I know that using *some* methods are definitely unsound (Vec::drain for example, because some elements are "hidden" from the Vec while the draining iterator exists), but I don't know if it's always unsound.
If it is indeed unsound, we need some pretty drastic changes.
eddyb
nox: the rooting list thing is immutable-only, right?
nox
eddyb: What do you mean?
eddyb
nox: I mean the GC only does immutable accesses
nox
Yes.
eddyb: Well, JS itself will mutate stuff, but that stuff is properly behind UnsafeCell<T> on the Rust side.
eddyb
nox: well if you had &T and interior mutability instead of &mut it's sound I'm pretty sure
nox: because it's basically the same pattern as scoped thread-locals
nox
eddyb: And having a &mut T around while the GC stuff does immutable access is ok too?
eddyb
nox: I don't think so
nox: or rather, if it's okay, it's *nowhere* near as simple of a reason
nox
Ok.
nox still needs to rewrite half the things anyway.

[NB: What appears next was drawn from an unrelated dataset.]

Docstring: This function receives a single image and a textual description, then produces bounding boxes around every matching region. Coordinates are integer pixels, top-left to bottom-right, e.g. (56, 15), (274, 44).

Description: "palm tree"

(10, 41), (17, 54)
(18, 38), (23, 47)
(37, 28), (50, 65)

eddyb: We have RootedVec<T> which stores a Vec<T> and puts a pointer to it in some root list,
eddyb
nox: wait you can send the &mut T to another thread
nox
and it DerefMut to Vec<T>,
eddyb
(if you can get *any* &mut)
(to any field)
mutation is fine, &mut isn't
nox
and I've just realised it is pretty bad, because draining and other stuff.
Not sure what you mean by that.
eddyb
yeah and there's probably worse things than draining
nox: if I can get a &mut u8 or something within that Vec
nox
Mmh…
eddyb
nox: I can pass that to another thread
so I think having &mut at all is pretty bad
nox
MMMMH
I kinda want to go back to bed and forget everything now.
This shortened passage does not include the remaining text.